Illustration douce en style dessin d’enfant montrant un homme debout sur un chemin lumineux, accompagné par une silhouette féminine lumineuse derrière lui. À gauche, une zone sombre étoilée représente l’ombre intérieure ; à droite, un paysage clair avec soleil, fleurs et lumière symbolise la guérison, la réconciliation et le retour à la vie.
Quand l’ombre rencontre la lumière, une part oubliée de l’âme peut enfin retrouver la paix et choisir pleinement la vie.

Ce sentiment de ne pas être totalement “là”


As-tu déjà ressenti, au plus profond de tes cellules, que malgré tous tes efforts pour avancer, une part de toi restait obstinément dans l’ombre ?


Tu as beau pratiquer des exercices, lire des ouvrages inspirants et répéter des affirmations, tu sens que « le cœur n’y est pas ».

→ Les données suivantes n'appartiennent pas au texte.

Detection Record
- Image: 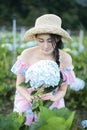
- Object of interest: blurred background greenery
[0,0,87,129]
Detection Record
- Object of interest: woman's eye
[48,40,52,43]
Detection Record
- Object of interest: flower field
[0,31,87,130]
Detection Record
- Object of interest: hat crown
[35,14,62,28]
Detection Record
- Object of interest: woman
[11,14,75,125]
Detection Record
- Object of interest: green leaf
[65,111,75,130]
[38,116,68,130]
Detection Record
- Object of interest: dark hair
[51,34,64,79]
[51,34,64,66]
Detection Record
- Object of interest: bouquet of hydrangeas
[21,60,60,111]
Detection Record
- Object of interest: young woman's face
[36,34,55,54]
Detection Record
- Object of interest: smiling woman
[11,14,75,125]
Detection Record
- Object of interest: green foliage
[0,112,25,130]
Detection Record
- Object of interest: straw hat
[24,14,72,41]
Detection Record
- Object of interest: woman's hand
[39,92,58,102]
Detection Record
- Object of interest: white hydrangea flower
[25,60,60,88]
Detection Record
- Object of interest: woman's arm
[16,75,33,102]
[41,85,67,102]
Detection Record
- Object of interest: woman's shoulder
[59,50,72,68]
[21,47,37,63]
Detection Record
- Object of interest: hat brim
[24,26,72,42]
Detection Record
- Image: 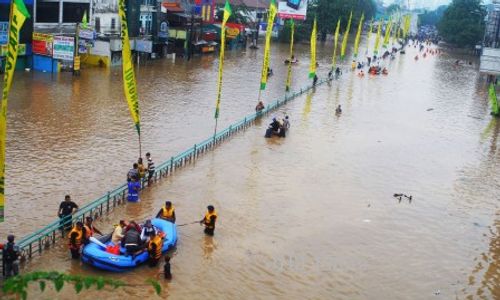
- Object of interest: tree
[307,0,376,41]
[438,0,486,47]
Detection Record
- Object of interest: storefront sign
[52,35,75,60]
[0,44,26,56]
[0,22,9,45]
[278,0,308,20]
[31,32,53,56]
[134,40,153,53]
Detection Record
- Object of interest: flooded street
[0,41,500,299]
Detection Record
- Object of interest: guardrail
[1,79,329,272]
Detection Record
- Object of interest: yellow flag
[0,0,30,222]
[285,19,295,92]
[118,0,141,136]
[309,18,318,78]
[373,19,383,55]
[332,19,340,70]
[382,17,392,48]
[340,11,352,59]
[354,13,365,58]
[366,18,373,54]
[215,0,232,119]
[260,0,278,90]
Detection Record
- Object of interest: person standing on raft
[200,205,217,236]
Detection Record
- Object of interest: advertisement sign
[31,32,53,56]
[0,22,9,45]
[278,0,308,20]
[134,40,153,53]
[0,44,26,56]
[52,35,75,61]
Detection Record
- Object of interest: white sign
[278,0,308,20]
[52,35,75,61]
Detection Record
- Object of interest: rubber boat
[82,219,177,272]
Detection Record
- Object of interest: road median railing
[1,79,328,272]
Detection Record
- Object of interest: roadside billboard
[31,32,53,56]
[278,0,308,20]
[52,35,75,61]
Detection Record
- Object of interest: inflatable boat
[82,219,177,272]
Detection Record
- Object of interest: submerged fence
[1,79,329,272]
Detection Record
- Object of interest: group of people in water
[127,152,155,202]
[68,201,218,276]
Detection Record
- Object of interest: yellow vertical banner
[0,0,30,222]
[340,11,352,59]
[309,18,318,78]
[260,0,278,91]
[118,0,141,137]
[354,13,365,58]
[332,19,340,70]
[215,0,232,119]
[373,19,383,55]
[366,18,373,54]
[285,19,295,92]
[382,17,392,48]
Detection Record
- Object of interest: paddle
[177,221,200,227]
[89,236,106,249]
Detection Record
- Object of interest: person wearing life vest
[83,217,102,244]
[156,201,175,224]
[200,205,217,236]
[148,231,163,267]
[2,234,21,278]
[68,222,85,259]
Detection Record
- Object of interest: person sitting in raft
[122,221,144,255]
[127,175,141,202]
[335,104,342,115]
[283,116,290,130]
[83,217,102,244]
[141,220,158,243]
[200,205,217,236]
[111,220,127,245]
[255,100,266,113]
[156,201,175,224]
[148,231,163,267]
[68,221,85,259]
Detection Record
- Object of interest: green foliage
[438,0,486,47]
[280,0,376,42]
[418,5,448,26]
[2,271,161,300]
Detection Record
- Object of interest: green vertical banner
[340,11,352,59]
[309,18,318,78]
[332,19,340,70]
[0,0,30,222]
[285,19,295,92]
[215,0,233,119]
[354,13,365,58]
[260,0,278,91]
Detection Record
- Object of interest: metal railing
[1,79,329,270]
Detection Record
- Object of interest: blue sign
[0,22,9,45]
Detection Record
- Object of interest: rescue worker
[68,221,85,259]
[83,217,102,244]
[148,231,163,267]
[200,205,217,236]
[156,201,175,224]
[2,234,21,278]
[141,220,158,243]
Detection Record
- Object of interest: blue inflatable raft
[82,219,177,272]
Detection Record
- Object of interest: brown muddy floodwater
[0,40,500,299]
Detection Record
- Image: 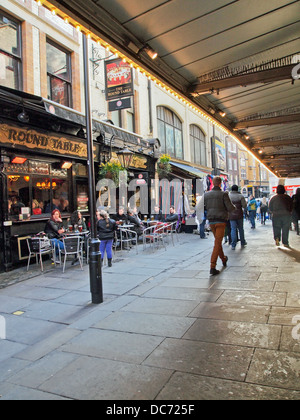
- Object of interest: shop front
[0,122,97,271]
[0,87,158,271]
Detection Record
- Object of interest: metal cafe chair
[120,228,138,254]
[26,236,55,271]
[143,224,166,250]
[59,236,83,273]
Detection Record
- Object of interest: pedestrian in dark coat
[269,185,293,247]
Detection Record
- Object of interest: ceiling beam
[263,153,300,161]
[252,138,300,149]
[233,113,300,130]
[191,64,295,94]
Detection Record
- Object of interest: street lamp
[117,146,134,169]
[82,33,103,304]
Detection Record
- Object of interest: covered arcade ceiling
[46,0,300,177]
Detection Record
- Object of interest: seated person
[127,209,144,236]
[151,205,164,222]
[70,210,87,230]
[10,196,25,216]
[112,206,128,225]
[32,199,42,214]
[166,206,178,223]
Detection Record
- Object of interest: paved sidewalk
[0,222,300,400]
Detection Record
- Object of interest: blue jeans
[272,216,291,245]
[100,239,114,260]
[200,219,206,239]
[230,219,246,247]
[51,238,65,257]
[249,210,256,228]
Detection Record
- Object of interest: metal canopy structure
[51,0,300,177]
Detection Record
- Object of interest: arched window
[190,124,206,166]
[157,106,183,159]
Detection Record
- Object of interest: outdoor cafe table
[63,230,90,257]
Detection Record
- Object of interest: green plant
[157,154,172,179]
[98,160,124,184]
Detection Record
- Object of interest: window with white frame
[157,106,184,159]
[46,40,72,107]
[190,124,206,166]
[0,11,22,90]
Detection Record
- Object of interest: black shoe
[223,256,228,267]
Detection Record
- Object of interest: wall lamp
[76,127,85,139]
[17,108,29,123]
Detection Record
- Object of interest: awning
[170,161,209,179]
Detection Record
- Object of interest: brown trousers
[210,223,226,268]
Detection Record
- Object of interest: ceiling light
[127,41,140,54]
[11,156,27,165]
[61,162,72,169]
[141,45,158,60]
[76,127,85,139]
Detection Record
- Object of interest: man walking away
[292,188,300,235]
[204,176,236,276]
[248,195,257,229]
[229,185,247,250]
[269,185,293,247]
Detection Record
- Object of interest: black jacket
[166,213,178,223]
[45,219,64,239]
[97,219,117,241]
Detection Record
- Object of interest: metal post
[82,33,103,304]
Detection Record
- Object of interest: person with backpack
[247,195,257,229]
[269,185,293,247]
[97,210,118,267]
[229,185,247,250]
[204,176,236,276]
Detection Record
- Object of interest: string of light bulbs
[35,0,277,177]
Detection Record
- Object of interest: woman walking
[269,185,293,247]
[292,188,300,235]
[97,210,117,267]
[260,197,268,225]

C’est comme un silence qui pèse, une sensation de blocage où, malgré ta volonté, une part de toi te tourne le dos.

Ce texte est le récit d’une rencontre sacrée, celle d’Alain, dont l’âme semblait gelée par un secret qu’il ne connaissait pas encore. C’est l’histoire d’une séance où le son du tambour a permis de lever le voile sur la puissance d’une jumelle karmique et d’initier une véritable guérison du cœur.


La part de nous qui nous tourne le dos : le premier contact


Lorsqu’Alain a fermé les yeux, ce n’est pas une émotion abstraite qu’il a rencontrée, mais une silhouette précise qui refusait de croiser son regard. Dans mon accompagnement, j’enseigne souvent que la vie nous envoie des « messagers ».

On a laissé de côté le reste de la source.